– Как это они им дали пятнадцать минут? – опешил Алексей. – Мы же в цивилизованной стране…
– Да прекратите, наконец, болтать! – простонала я. – Бежим отсюда, пока еще есть возможность!
– Да, ты права, – легко согласился босс, вынимая из сундука сложенное пополам духовое ружье и хватая оку свинцовых пулек, которыми можно убить муху и то, если попасть ей прямо в сердце. – Уходим отсюда.
– Куда? – лицо Алексея снова покрылось бледностью.
– Пока ко мне в кабинет, а там посмотрим, – неопределенно бросил Родион, заряжая ружье. – Я буду прикрывать ваш отход. Кстати, где Катерина?
– Она ждет в приемной.
– Хорошо, идемте.
Босс пошел впереди с ружьем наперевес, мы с Алексеем двинулись следом.
Снизу не доносилось ни звука, но, когда мы уже спустились, со двора раздались автомобильные гудки, а затем звуки быстро отъезжающих машин. С чего бы это вдруг?
Родион на цыпочках подкрался к краю лестницы и заглянул в приемную.
Потом повернул к нам удивленное лицо.
– Здесь никого нет, – прошептал он и снова выглянул, на этот раз в сторону входной двери. – Дверь открыта настежь, никого не видно.
– Такого не может быть, – севшим голосом прошептала я, с запоздалым ужасом представив, что могло произойти в мое отсутствие.
– Точно тебе говорю – ни одной живой души не видно. – Родион вышел в приемную. – Иди сама убедись.
С замиранием сердца я сошла с лестницы и увидела открытую дверь, пустое крыльцо и валявшиеся на нем окурки. Еще не веря в самое худшее, я кинулась в кабинет, но Кати не было и там. Жгучая боль и обида захлестнули меня горячей волной, слезы брызнули из глаз, я бросилась на диван и зарыдала, проклиная собственную беспечность и доверчивость. Ну зачем, зачем я оставила ее одну!

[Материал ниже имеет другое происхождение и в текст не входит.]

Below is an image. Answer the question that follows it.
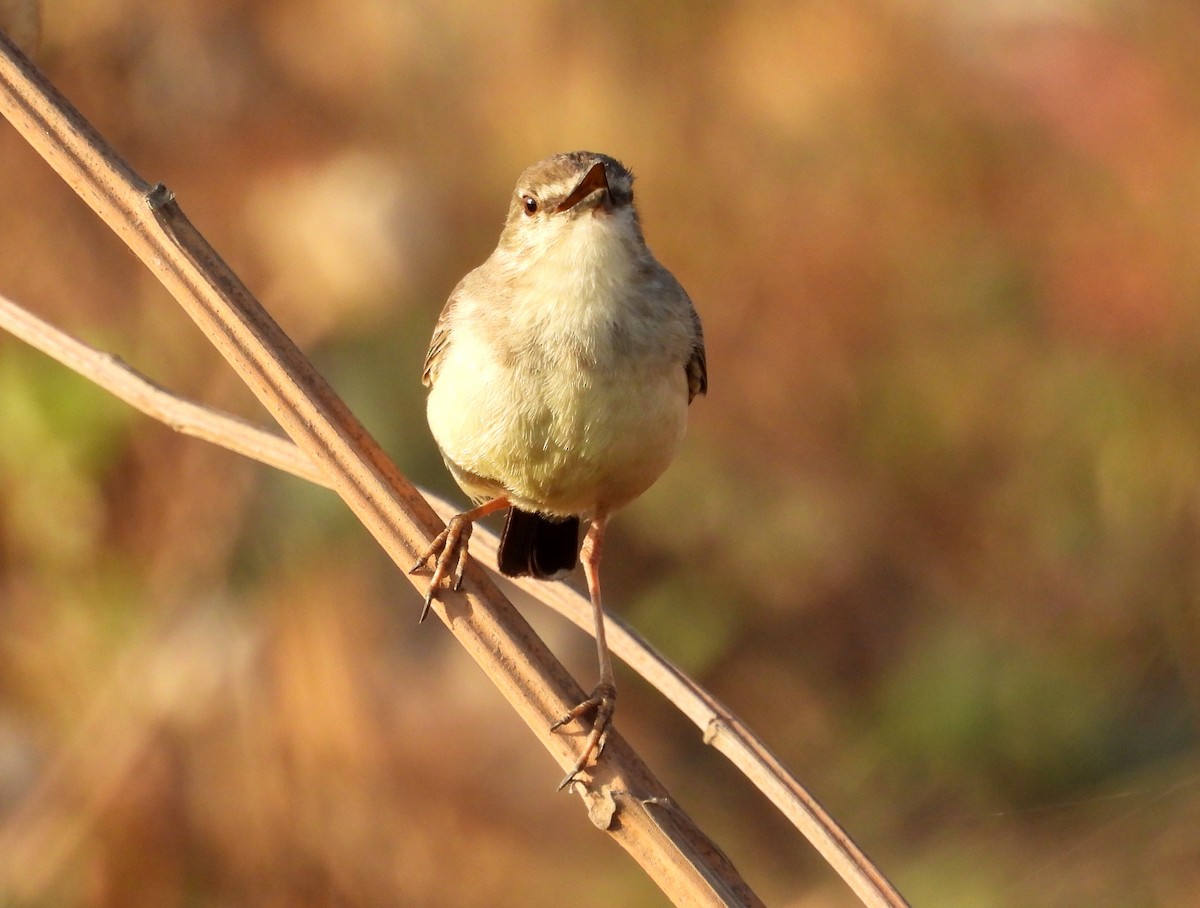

Ведь я больше чем уверена, что она сама вышла к этим садистам, чтобы, может быть, спасти меня, свою сестру, от неминуемой смерти. Теперь ее саму убьют, решив, что она – Пантера, и виновата в этом буду только я одна. Ее гибель вечно будет лежать на моей совести. Неужели я потеряю еще и сестру, родную кровинушку, которую только-только нашла и не успела даже с ней поговорить как следует? Неужели мне так и суждено прожить сиротой, одинокой и покинутой всеми родными в этом жестоком, холодном и чуждом мне мире! Зачем она сделала это?!
Ведь мы могли спокойно спастись, выбравшись через подземный ход в кабинете босса, но я не успела ей об этом сказать…
– Что с тобой, Мария? – удрученно спросил Родион, дотронувшись до моего плеча.
– Это у нее, наверное, от нервов, – тихо проговорил Алексей. – Пусть выплачется – это помогает. Странно, куда это бандиты подевались? И Катерины нигде не видно.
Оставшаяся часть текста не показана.